Stan Jones

No. 78, 73
- Positions: Guard, defensive tackle

Personal information
- Born: November 24, 1931 Altoona, Pennsylvania, U.S.
- Died: May 21, 2010 (aged 78) Broomfield, Colorado, U.S.
- Listed height: 6 ft 1 in (1.85 m)
- Listed weight: 252 lb (114 kg)

Career information
- High school: Lemoyne (Lemoyne, Pennsylvania)
- College: Maryland (1951–1953)
- NFL draft: 1953: 5th round, 55th overall pick

Career history

Playing
- Chicago Bears (1954–1965); Washington Redskins (1966);

Coaching
- Denver Broncos (1967–1971) Defensive line coach; Buffalo Bills (1972–1975) Defensive line coach; Denver Broncos (1976–1987) Defensive line coach; Cleveland Browns (1989–1990) Strength and conditioning coach; New England Patriots (1991–1992) Defensive line coach; Scottish Claymores (1998) Defensive line coach;

Awards and highlights
- NFL champion (1963); 2× First-team All-Pro (1955, 1956); Second-team All-Pro (1960); 7× Pro Bowl (1955–1961); 100 greatest Bears of All-Time; National champion (1953); Unanimous All-American (1953); First-team All-ACC (1953); First-team All-Southern (1952);

Career NFL statistics
- Games played: 157
- Games started: 127
- Fumble recoveries: 7
- Sacks: 14
- Stats at Pro Football Reference
- Pro Football Hall of Fame
- College Football Hall of Fame

= Stan Jones (American football) =

American football player and coach (1931–2010)
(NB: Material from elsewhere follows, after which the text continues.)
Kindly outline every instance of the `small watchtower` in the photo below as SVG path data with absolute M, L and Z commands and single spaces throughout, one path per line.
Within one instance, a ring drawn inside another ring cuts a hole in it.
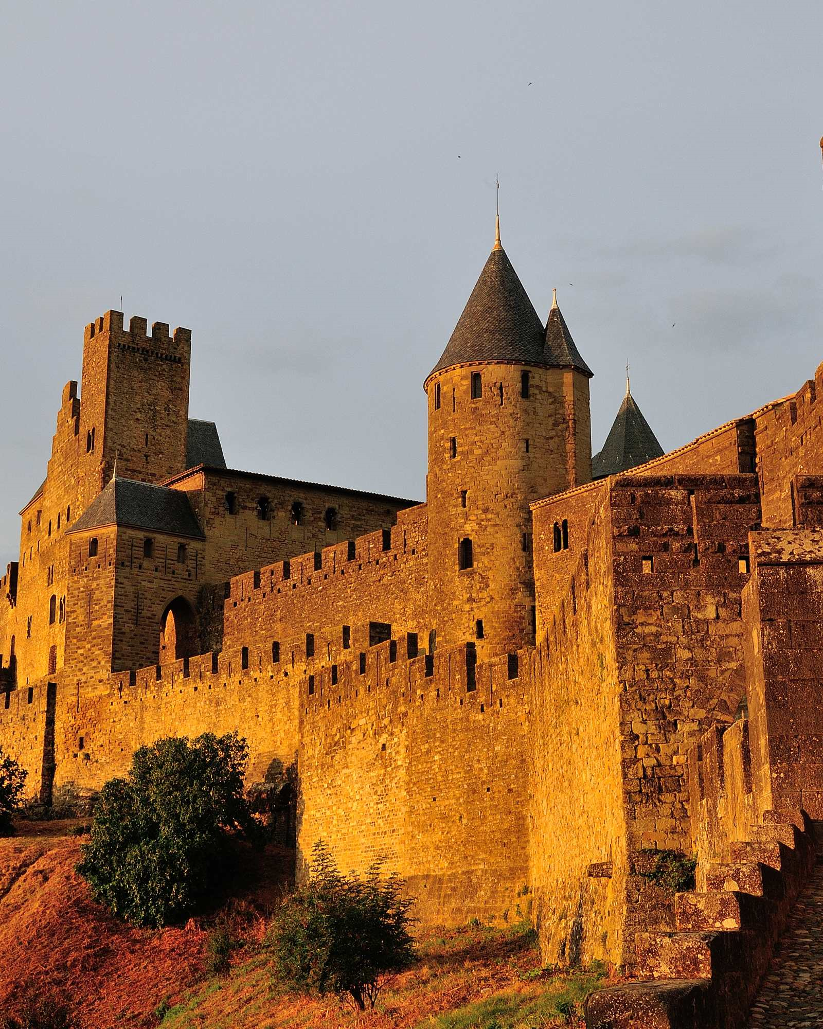
M 592 477 L 588 380 L 553 298 L 545 325 L 500 242 L 427 377 L 429 583 L 438 644 L 534 641 L 529 503 Z
M 85 326 L 80 394 L 80 472 L 114 462 L 123 478 L 156 483 L 186 466 L 191 332 L 165 322 L 148 331 L 145 318 L 123 327 L 122 313 L 107 311 Z M 85 467 L 83 467 L 85 466 Z M 83 504 L 85 506 L 85 504 Z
Stanley Paul Jones (November 24, 1931 – May 21, 2010) was an American professional football guard and defensive tackle who played in the National Football League (NFL) for the Chicago Bears and the Washington Redskins. He was inducted into the Pro Football Hall of Fame in 1991. Jones is credited as the first professional player to use weight training to improve his conditioning for football.

==Early life==
Jones was born in Altoona, Pennsylvania, but grew up in the Harrisburg area after his father, a telephone company employee, was transferred to that area. He then played football at Lemoyne High School in Lemoyne, Pennsylvania. He attended the University of Maryland, where he was a member of the Sigma Nu fraternity.

==College career==
Jones attended the University of Maryland, where he played college football as a tackle. He was a unanimous All-American selection in 1953. Jones was on some of the most successful Maryland teams. The Terps were co-champions with Virginia Military Institute in 1951 in the Southern Conference. In 1953, they played in the Atlantic Coast Conference and were co-champions with Duke University. That year, they were also named the national champions. Jones was awarded the Knute Rockne Memorial Trophy as the nation's outstanding lineman and the school awarded him the Anthony Nardo Award as the team's best lineman. He then played in the College All-Star Game against the Detroit Lions.

==Professional career==

"He was a leader, somebody you look up to.
I'll tell you one thing, he could lift the side
of a house. He was one strong son of a gun."
— Fred Williams, on Jones' ability.

Jones was drafted 55th overall in the fifth round of the 1953 NFL draft by the Chicago Bears and started in 1954 as an offensive tackle. In 1955, Jones switched to guard and, for the next eight seasons, was a fixture at that position and one of the NFL's most highly respected guards.

When the Bears needed help on defense in 1962, assistant coach George Allen decided that Jones could help at defensive tackle. He played both ways in 1962 and then switched to defensive tackle permanently in 1963.

After 1965, Bears coach George Halas agreed, as a favor to Jones, to trade him to the Washington Redskins so that he could play a final season near his home in Rockville, Maryland. He retired after the 1966 season.

Jones missed only two games his first 11 seasons, was an All-Pro guard in 1955, 1956, 1959, and 1960, and played in seven straight Pro Bowls following the 1955 through 1961 seasons. He has also been credited as the first professional player to use weight training for football conditioning.

==Coaching career==
After playing football, Jones became an assistant coach for the Denver Broncos, Buffalo Bills, Cleveland Browns, and the New England Patriots. He later went back to work, this time as a defensive line coach for the Scottish Claymores of NFL Europe.

During the mid-1950s Jones also worked in the off-season teaching physical education in the Montgomery County elementary schools.

==Honors==
Jones is a member of the Pro Football Hall of Fame and College Football Hall of Fame. In 1977, he made the Atlantic Coast Conference 25-year team. Jones died on May 21, 2010, from complications of a stroke. He had a heart attack which triggered his death. Jones was also named to the Pennsylvania Sports Hall of Fame.